Known as Austin’s first park, this 84-acre public green space has a rich history spanning from ancestral native civilizations to the city’s founding mothers and fathers; its popularity endures with Austinites today. The first phase of the park’s rehabilitation, preservation, and enhancement, completed in collaboration with Ten Eyck Landscape Architects and Mell Lawrence Architects, affects the park’s southernmost tip, affectionately referred to as its “recreational heart and cultural soul” and is the first phase to be implemented from the Master Plan.
Built in the 1920s, the Tudor Cottage is one of the earliest park facility buildings constructed in Austin and sits on a bluff overlooking the southern end of the park. Originally built as a restroom, the cottage was transformed into an ideally-situated event space given its close proximity to park activities. Interior walls were removed to open the space up into a single room, and a new roof structure allows a vaulted ceiling to create a more expansive sense of space while maintaining its original structure. A north-facing glazed opening connects the interior to a large terrace overlooking the park.
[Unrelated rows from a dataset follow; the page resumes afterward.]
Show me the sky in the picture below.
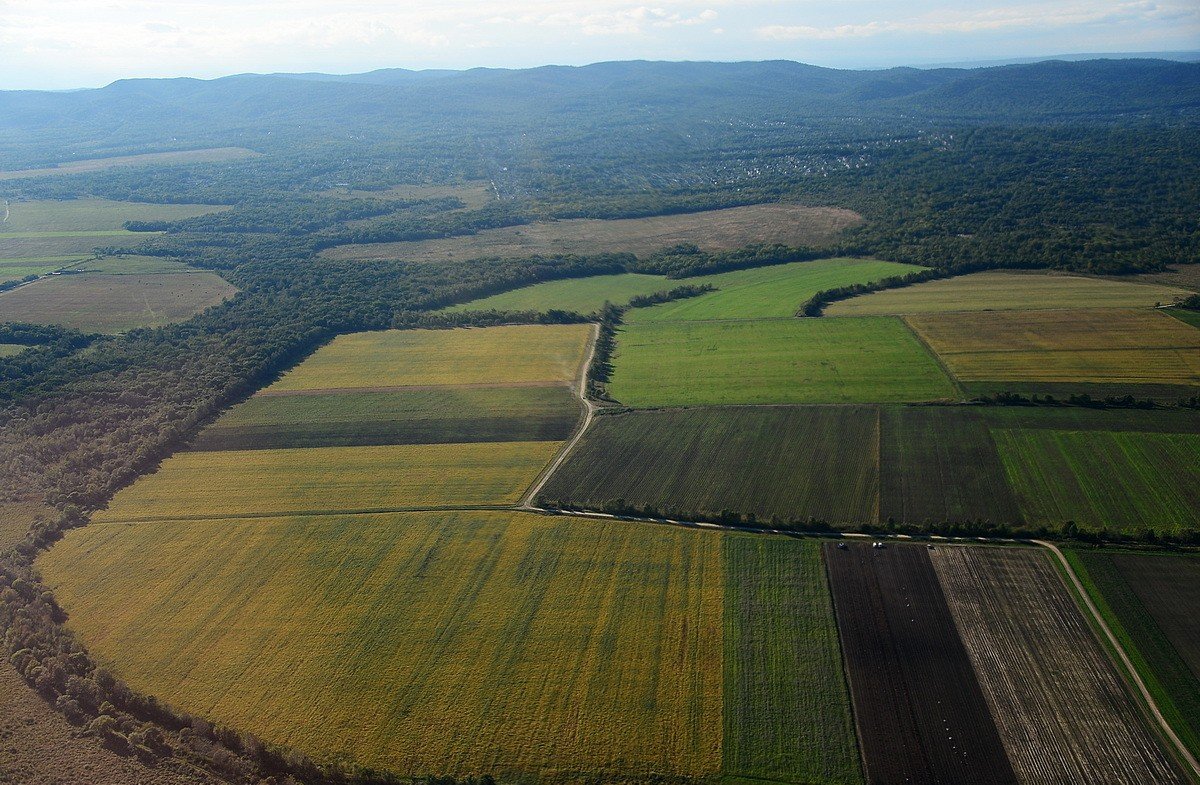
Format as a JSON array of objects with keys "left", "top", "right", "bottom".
[{"left": 0, "top": 0, "right": 1200, "bottom": 89}]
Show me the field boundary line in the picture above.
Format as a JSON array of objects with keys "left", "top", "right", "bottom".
[
  {"left": 88, "top": 504, "right": 514, "bottom": 528},
  {"left": 516, "top": 322, "right": 600, "bottom": 510},
  {"left": 1032, "top": 540, "right": 1200, "bottom": 780},
  {"left": 902, "top": 316, "right": 967, "bottom": 400}
]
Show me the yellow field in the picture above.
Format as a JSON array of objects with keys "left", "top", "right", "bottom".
[
  {"left": 94, "top": 442, "right": 562, "bottom": 522},
  {"left": 268, "top": 324, "right": 592, "bottom": 391},
  {"left": 38, "top": 511, "right": 722, "bottom": 781},
  {"left": 826, "top": 272, "right": 1189, "bottom": 316},
  {"left": 323, "top": 204, "right": 863, "bottom": 262},
  {"left": 906, "top": 310, "right": 1200, "bottom": 384}
]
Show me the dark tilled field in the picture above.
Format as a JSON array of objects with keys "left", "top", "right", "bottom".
[
  {"left": 1112, "top": 553, "right": 1200, "bottom": 678},
  {"left": 880, "top": 407, "right": 1021, "bottom": 523},
  {"left": 824, "top": 543, "right": 1018, "bottom": 785}
]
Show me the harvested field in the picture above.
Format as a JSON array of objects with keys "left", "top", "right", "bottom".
[
  {"left": 931, "top": 547, "right": 1187, "bottom": 785},
  {"left": 444, "top": 272, "right": 676, "bottom": 313},
  {"left": 0, "top": 199, "right": 229, "bottom": 231},
  {"left": 71, "top": 254, "right": 195, "bottom": 275},
  {"left": 0, "top": 148, "right": 259, "bottom": 180},
  {"left": 625, "top": 258, "right": 924, "bottom": 322},
  {"left": 446, "top": 259, "right": 922, "bottom": 322},
  {"left": 1163, "top": 308, "right": 1200, "bottom": 328},
  {"left": 608, "top": 317, "right": 956, "bottom": 407},
  {"left": 907, "top": 308, "right": 1200, "bottom": 385},
  {"left": 992, "top": 429, "right": 1200, "bottom": 534},
  {"left": 268, "top": 324, "right": 592, "bottom": 393},
  {"left": 880, "top": 407, "right": 1021, "bottom": 523},
  {"left": 0, "top": 272, "right": 236, "bottom": 332},
  {"left": 324, "top": 204, "right": 863, "bottom": 262},
  {"left": 541, "top": 407, "right": 878, "bottom": 525},
  {"left": 38, "top": 511, "right": 720, "bottom": 781},
  {"left": 192, "top": 386, "right": 581, "bottom": 450},
  {"left": 94, "top": 442, "right": 562, "bottom": 522},
  {"left": 722, "top": 537, "right": 863, "bottom": 785},
  {"left": 1067, "top": 547, "right": 1200, "bottom": 755},
  {"left": 823, "top": 543, "right": 1012, "bottom": 785},
  {"left": 0, "top": 658, "right": 220, "bottom": 785},
  {"left": 826, "top": 271, "right": 1188, "bottom": 316}
]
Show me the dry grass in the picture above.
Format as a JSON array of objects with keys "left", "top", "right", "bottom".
[
  {"left": 0, "top": 272, "right": 238, "bottom": 332},
  {"left": 95, "top": 442, "right": 560, "bottom": 522},
  {"left": 40, "top": 511, "right": 722, "bottom": 781},
  {"left": 906, "top": 310, "right": 1200, "bottom": 384},
  {"left": 0, "top": 148, "right": 259, "bottom": 180},
  {"left": 826, "top": 272, "right": 1189, "bottom": 316},
  {"left": 268, "top": 324, "right": 590, "bottom": 393},
  {"left": 325, "top": 204, "right": 862, "bottom": 262}
]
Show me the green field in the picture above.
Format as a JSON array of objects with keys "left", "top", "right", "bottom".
[
  {"left": 95, "top": 442, "right": 560, "bottom": 522},
  {"left": 1066, "top": 547, "right": 1200, "bottom": 768},
  {"left": 38, "top": 511, "right": 724, "bottom": 781},
  {"left": 0, "top": 272, "right": 236, "bottom": 332},
  {"left": 906, "top": 308, "right": 1200, "bottom": 385},
  {"left": 880, "top": 407, "right": 1021, "bottom": 523},
  {"left": 268, "top": 324, "right": 592, "bottom": 391},
  {"left": 608, "top": 317, "right": 956, "bottom": 407},
  {"left": 192, "top": 386, "right": 580, "bottom": 450},
  {"left": 625, "top": 259, "right": 923, "bottom": 323},
  {"left": 541, "top": 407, "right": 878, "bottom": 525},
  {"left": 446, "top": 259, "right": 922, "bottom": 322},
  {"left": 721, "top": 537, "right": 863, "bottom": 785},
  {"left": 992, "top": 429, "right": 1200, "bottom": 534},
  {"left": 826, "top": 271, "right": 1188, "bottom": 316}
]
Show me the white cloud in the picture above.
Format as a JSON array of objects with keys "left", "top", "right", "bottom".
[{"left": 756, "top": 0, "right": 1200, "bottom": 41}]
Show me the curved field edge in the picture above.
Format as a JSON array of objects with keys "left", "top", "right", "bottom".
[{"left": 1062, "top": 549, "right": 1200, "bottom": 768}]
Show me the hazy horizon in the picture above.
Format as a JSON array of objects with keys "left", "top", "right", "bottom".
[{"left": 0, "top": 0, "right": 1200, "bottom": 90}]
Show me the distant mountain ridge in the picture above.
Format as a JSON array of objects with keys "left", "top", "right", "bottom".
[{"left": 0, "top": 59, "right": 1200, "bottom": 168}]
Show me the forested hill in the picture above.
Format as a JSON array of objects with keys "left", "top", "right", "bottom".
[{"left": 0, "top": 60, "right": 1200, "bottom": 169}]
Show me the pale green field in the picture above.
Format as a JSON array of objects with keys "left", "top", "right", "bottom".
[
  {"left": 0, "top": 199, "right": 229, "bottom": 231},
  {"left": 446, "top": 258, "right": 922, "bottom": 322},
  {"left": 268, "top": 324, "right": 592, "bottom": 391},
  {"left": 38, "top": 511, "right": 720, "bottom": 781},
  {"left": 608, "top": 317, "right": 958, "bottom": 407},
  {"left": 625, "top": 258, "right": 923, "bottom": 323},
  {"left": 94, "top": 442, "right": 562, "bottom": 522},
  {"left": 826, "top": 272, "right": 1190, "bottom": 316},
  {"left": 0, "top": 148, "right": 259, "bottom": 180},
  {"left": 906, "top": 308, "right": 1200, "bottom": 384}
]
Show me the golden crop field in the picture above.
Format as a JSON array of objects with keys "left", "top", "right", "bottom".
[
  {"left": 826, "top": 271, "right": 1190, "bottom": 316},
  {"left": 906, "top": 308, "right": 1200, "bottom": 384},
  {"left": 266, "top": 324, "right": 592, "bottom": 394},
  {"left": 94, "top": 442, "right": 562, "bottom": 522},
  {"left": 324, "top": 204, "right": 863, "bottom": 262},
  {"left": 38, "top": 511, "right": 720, "bottom": 781}
]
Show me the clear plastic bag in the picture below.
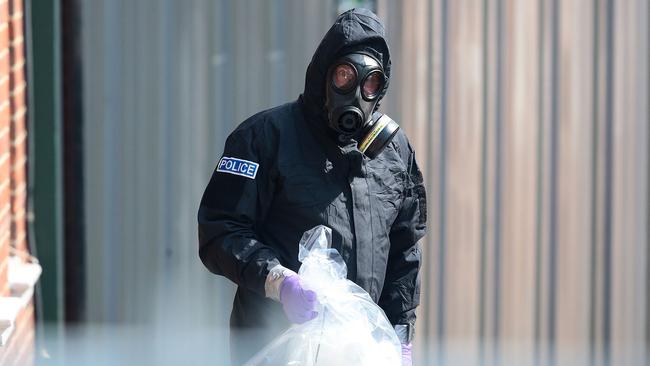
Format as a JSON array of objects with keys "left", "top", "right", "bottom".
[{"left": 246, "top": 225, "right": 402, "bottom": 366}]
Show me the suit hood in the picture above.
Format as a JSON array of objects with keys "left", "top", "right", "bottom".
[{"left": 301, "top": 9, "right": 391, "bottom": 124}]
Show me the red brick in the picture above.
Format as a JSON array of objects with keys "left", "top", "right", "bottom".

Located on the park’s western edge near the cottage, two new buildings serve to support the park. With walls of steel mesh for ivy to overgrow, the buildings tuck into the slope of the hill and gently recede into the background. The tree-covered hillside inspired the buildings’ muted material palette of vertical board formed concrete and weathering steel, where the patina will develop with time. A restroom building is organized like a classic dog-trot, with the vanities in the breezeway, looking through the building into the woods beyond. The storage building opens up to a new courtyard connecting the two buildings, where park goers and volunteers can congregate. With amphitheater-like seating built into the hillside, this space is the perfect spot to organize park volunteer workdays or just rest in the shade.